AIME2025
AIME2025
Description
AIME2025 is an environment for evaluating mathematical reasoning on problems from the 2025 American Invitational Mathematics Examination (AIME). The agent receives an AIME competition problem and must solve it, then submit a final integer answer. Answers are graded deterministically using the math-verify library.
Capabilities
- Advanced mathematical reasoning and problem solving
- Competition-level number theory, algebra, combinatorics, and geometry
- Producing and verifying exact numerical answers
Compute Requirements
AIME2025 is a single-turn environment with no sandbox or file system requirements. The agent only needs to reason about the problem and submit an answer.
Tasks
There are 30 tasks in a single test split, consisting of:
- 15 problems from AIME I 2025
- 15 problems from AIME II 2025
Each task presents one AIME problem. The agent receives the problem statement and must submit a single integer answer (AIME answers are always integers between 000 and 999).
Reward Structure
This is a sparse, verifiable reward environment. The agent receives a single reward at the end of the episode when it calls the answer tool:
- 1.0 if the submitted answer is correct.
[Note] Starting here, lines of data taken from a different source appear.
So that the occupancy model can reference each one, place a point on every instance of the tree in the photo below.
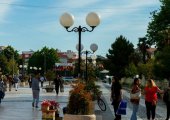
(156, 32)
(143, 46)
(45, 58)
(162, 63)
(131, 70)
(118, 56)
(9, 60)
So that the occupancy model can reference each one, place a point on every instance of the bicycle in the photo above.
(101, 103)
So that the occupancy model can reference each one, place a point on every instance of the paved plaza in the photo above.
(17, 105)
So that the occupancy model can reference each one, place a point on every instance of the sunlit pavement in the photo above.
(17, 105)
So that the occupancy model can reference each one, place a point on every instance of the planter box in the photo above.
(79, 117)
(49, 88)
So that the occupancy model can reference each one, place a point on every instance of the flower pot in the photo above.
(79, 117)
(44, 107)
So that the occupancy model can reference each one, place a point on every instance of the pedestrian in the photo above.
(10, 81)
(116, 96)
(35, 89)
(57, 83)
(42, 80)
(151, 98)
(30, 80)
(61, 85)
(16, 81)
(135, 97)
(167, 101)
(2, 89)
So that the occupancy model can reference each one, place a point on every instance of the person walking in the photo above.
(30, 80)
(2, 89)
(35, 89)
(135, 98)
(57, 83)
(61, 85)
(16, 80)
(116, 96)
(151, 98)
(167, 101)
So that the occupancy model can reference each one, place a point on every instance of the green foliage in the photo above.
(45, 58)
(131, 70)
(162, 63)
(50, 76)
(156, 32)
(118, 57)
(9, 60)
(80, 100)
(146, 69)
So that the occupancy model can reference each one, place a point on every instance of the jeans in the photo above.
(115, 106)
(135, 110)
(16, 86)
(168, 110)
(150, 108)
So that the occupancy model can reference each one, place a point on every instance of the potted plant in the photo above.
(50, 75)
(80, 105)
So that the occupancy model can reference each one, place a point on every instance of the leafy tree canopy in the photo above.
(45, 59)
(162, 63)
(118, 56)
(157, 28)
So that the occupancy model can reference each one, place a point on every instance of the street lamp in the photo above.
(23, 67)
(93, 48)
(67, 20)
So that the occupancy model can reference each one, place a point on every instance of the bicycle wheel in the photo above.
(101, 104)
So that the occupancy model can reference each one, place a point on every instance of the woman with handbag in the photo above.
(151, 98)
(135, 98)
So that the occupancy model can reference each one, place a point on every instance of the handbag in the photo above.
(122, 108)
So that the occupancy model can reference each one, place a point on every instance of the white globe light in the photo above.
(93, 47)
(67, 20)
(93, 19)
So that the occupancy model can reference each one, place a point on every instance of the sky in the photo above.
(32, 24)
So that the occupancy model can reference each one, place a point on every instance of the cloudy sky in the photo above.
(33, 24)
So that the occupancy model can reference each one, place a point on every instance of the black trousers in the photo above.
(115, 106)
(168, 110)
(150, 109)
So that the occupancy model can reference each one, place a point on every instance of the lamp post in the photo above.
(93, 48)
(67, 20)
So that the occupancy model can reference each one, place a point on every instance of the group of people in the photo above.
(150, 93)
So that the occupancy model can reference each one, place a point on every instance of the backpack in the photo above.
(166, 96)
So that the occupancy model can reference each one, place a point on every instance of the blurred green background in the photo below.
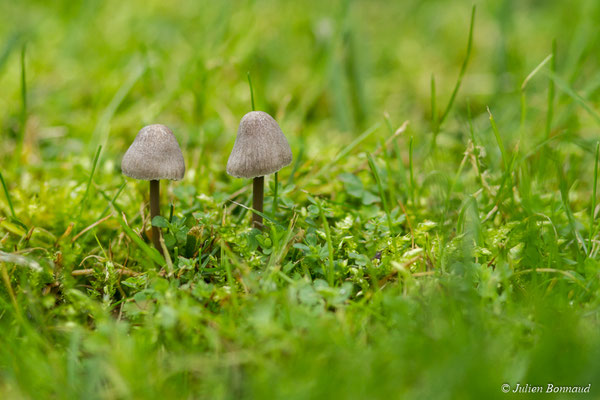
(98, 71)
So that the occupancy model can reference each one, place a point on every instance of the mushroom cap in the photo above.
(154, 155)
(260, 147)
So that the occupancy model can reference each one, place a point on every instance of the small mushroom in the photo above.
(154, 155)
(260, 149)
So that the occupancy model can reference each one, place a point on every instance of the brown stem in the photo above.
(258, 185)
(154, 211)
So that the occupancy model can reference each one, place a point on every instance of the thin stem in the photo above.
(154, 211)
(258, 187)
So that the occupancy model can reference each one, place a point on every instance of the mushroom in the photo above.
(260, 149)
(154, 155)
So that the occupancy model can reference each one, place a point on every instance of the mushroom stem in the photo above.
(154, 211)
(258, 186)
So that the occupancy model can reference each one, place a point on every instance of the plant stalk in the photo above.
(258, 187)
(154, 211)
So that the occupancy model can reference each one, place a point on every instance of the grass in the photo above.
(440, 258)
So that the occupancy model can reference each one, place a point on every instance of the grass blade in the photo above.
(251, 91)
(8, 199)
(381, 193)
(330, 270)
(87, 189)
(550, 112)
(498, 140)
(593, 208)
(568, 90)
(346, 150)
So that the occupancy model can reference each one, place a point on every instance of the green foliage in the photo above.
(436, 259)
- 0.0 if the submitted answer is incorrect.
Grading is deterministic. The submitted answer is parsed and compared against the gold answer using the math-verify library. No LLM grader is used.
Data
The 30 AIME 2025 problems are sourced from the HuggingFace dataset yentinglin/aime_2025. Each record contains a problem statement and its corresponding integer answer. The data is stored as a Parquet file (aime_2025_problems.parquet) downloaded at build time.
Tools
AIME2025 provides a single tool:
| Tool | Description |
|---|---|
answer | Submit a final integer answer to the problem. Accepts a string answer parameter. This call ends the episode and returns the reward. |
Time Horizon
AIME2025 is a single-turn environment. The agent reads the problem, reasons about it, and submits one answer via the answer tool. There is exactly one tool call per episode.
Environment Difficulty
| Model | Accuracy |
|---|---|
| Claude Sonnet 4.5 (python) | 100% |
| Gemini 3 Pro (with code execution) | 100% |
| GPT-5.2 Thinking (no tools) | 100% |
| Grok 4 Heavy (with python) | 100% |
| Step 3.5 Flash (parallel thinking) | 99.9% |
| Claude Opus 4.6 | 99.79% |
| Grok 4 (with python) | 98.8% |
Other Environment Requirements
There are no further environment requirements; AIME2025 works out of the box with the OpenReward endpoint without any external API keys.
Safety
AIME2025 poses no direct safety risks. The agent interacts only with mathematical problem statements and submits numerical answers. There is no access to external systems, no file system interaction, and no opportunity for harmful actions.